The Financial Conduct Authority has shelved its banking inquiry in favour of telling consumers to ‘buck up their ideas and stop whining like a little girl’. Rather than challenge the culture of the city of London, the FCA is said to favour offering brokers candle-lit meals, a shoulder rub and ‘unlimited access’ to everyone’s savings.
Integrity for sale
A FCA representative explained: ‘If you think about it, the public are to blame. You agreed to mortgages on their terms. You were wearing low-cut interest rates. And when things got out of hand you didn’t fight back. Capitalism is all about consent.
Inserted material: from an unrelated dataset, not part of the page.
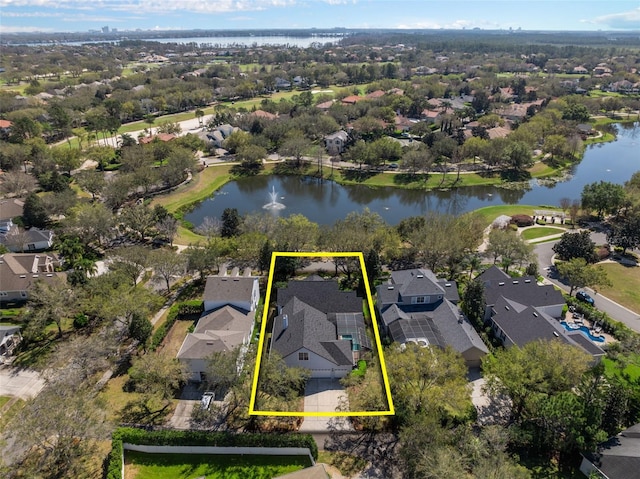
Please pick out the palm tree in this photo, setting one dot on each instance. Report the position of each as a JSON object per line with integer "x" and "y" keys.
{"x": 199, "y": 115}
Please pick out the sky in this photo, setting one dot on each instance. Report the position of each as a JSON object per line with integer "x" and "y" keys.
{"x": 83, "y": 15}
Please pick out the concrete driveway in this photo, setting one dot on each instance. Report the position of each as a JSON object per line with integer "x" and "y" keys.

You may have said no to unsecured loans, but we all know that means yes.’
Meanwhile Treasury officials have denied instigating a white-wash because admitting it would ‘probably look bad’. This now leaves the financial sector more room to self-regulate, which has been so successful in other industries – given that the press never hack your phone, football owners are always fit-and-proper and Donald Trump knows when to ‘shut the f@ck up’.
Understandably the previous FCA chief executive, Martin Wheatley, was sacked for suggesting that the banking community resembling a piranha tank. Now, however, bankers can get back to their bonuses and ethical ‘fifty shades of grey’; while we the consumer can get back to being spanked by some preppy sociopath who needs to give us a ‘safeword’ for our banking password.